Eine neuerliche, noch stärkere Windböe traf ihn wie ein Faustschlag im Rücken und ließ ihn weitertaumeln, zu seinem eigenen Entsetzen auf die beiden verfeindeten Heere zu.
Er konnte nicht mehr zurück, also hörte er auf gegen den Wind anzukämpfen, sondern setzte alles auf eine Karte und rannte auf die Reiter zu. Die Verblüffung über diese so offensichtlich irrsinnige Aktion verschaffte ihm eine weitere Sekunde, in der ihm die Reiter einfach nur verwirrt anstarrten, dann aber setzten sich zahlreiche Männer und Jungen in Bewegung und sprengten auf ihn los.

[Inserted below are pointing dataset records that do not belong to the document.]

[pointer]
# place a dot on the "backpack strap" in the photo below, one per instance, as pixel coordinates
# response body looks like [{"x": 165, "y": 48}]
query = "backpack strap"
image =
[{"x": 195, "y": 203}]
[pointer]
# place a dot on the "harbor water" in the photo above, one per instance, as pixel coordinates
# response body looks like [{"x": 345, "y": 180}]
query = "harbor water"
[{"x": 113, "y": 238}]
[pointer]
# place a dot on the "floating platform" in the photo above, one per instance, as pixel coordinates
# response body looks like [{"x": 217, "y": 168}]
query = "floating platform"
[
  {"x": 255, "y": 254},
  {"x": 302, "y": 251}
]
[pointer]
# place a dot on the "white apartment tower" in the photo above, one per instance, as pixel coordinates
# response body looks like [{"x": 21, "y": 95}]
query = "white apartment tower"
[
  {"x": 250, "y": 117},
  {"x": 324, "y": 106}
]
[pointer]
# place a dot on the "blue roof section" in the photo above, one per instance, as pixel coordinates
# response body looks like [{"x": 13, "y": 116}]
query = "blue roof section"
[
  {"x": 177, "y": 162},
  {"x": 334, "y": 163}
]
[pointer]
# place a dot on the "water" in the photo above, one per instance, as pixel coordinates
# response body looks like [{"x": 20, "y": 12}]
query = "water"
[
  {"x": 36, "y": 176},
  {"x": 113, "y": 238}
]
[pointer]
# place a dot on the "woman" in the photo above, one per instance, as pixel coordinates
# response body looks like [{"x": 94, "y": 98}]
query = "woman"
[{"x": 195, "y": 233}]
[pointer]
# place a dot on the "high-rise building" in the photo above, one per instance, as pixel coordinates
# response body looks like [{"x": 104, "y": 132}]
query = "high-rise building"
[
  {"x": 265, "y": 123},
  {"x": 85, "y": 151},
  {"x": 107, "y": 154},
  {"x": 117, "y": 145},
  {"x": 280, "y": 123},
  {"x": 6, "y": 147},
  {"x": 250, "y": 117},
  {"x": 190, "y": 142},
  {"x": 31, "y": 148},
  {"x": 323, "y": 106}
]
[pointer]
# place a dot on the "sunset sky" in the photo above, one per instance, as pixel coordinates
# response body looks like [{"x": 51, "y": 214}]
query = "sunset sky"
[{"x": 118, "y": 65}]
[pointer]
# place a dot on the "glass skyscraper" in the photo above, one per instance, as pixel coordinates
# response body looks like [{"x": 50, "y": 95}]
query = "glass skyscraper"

Nicht einer kam ihm auch nur nahe.
Ein gewaltiger Donnerschlag ließ die gesamte Stadt erbeben und gleichzeitig heulte ein Sturmböe über den Platz, wie Kim sie noch nie erlebt hatte. Er wurde von den Füßen gerissen und schlitterte hilflos meterweit über das gläserne Pflaster, aber er war nicht der Einzige, dem es so erging. Etliche Reiter wurden einfach aus den Sätteln geblasen, viele andere stürzten zu Boden, als sich ihre Pferde aufbäumten und sie abwarfen. Und der Sturm wurde mit jeder Sekunde stärker. Kim stemmte sich mühsam auf Hände und Knie hoch, aber nur um sofort von einer weiteren Böe gepackt und noch härter zu Boden geschleudert zu werden. Das Brüllen des Sturmes wurde zu einem Kreischen und Heulen, das jeden anderen Laut erstickte und fast in seinen Ohren wehtat. Er konnte kaum noch sehen. Rings um ihn herum herrschte das reinste Chaos. Pferde bäumten sich auf und warfen ihre Reiter ab, Männer und Jungen torkelten mit hilflos wirbelnden Armen vorüber oder schlitterten über den spiegelglatten Boden, losgerissenes Sattelzeug und Waffen flogen wie tödliche Geschosse durch die Luft. Aus dem Sturm war ein Orkan geworden und seine zerstörerische Gewalt nahm mit jeder Sekunde noch mehr zu.
Dann sah er etwas, was ihn für einen Moment an seinem Verstand zweifeln ließ.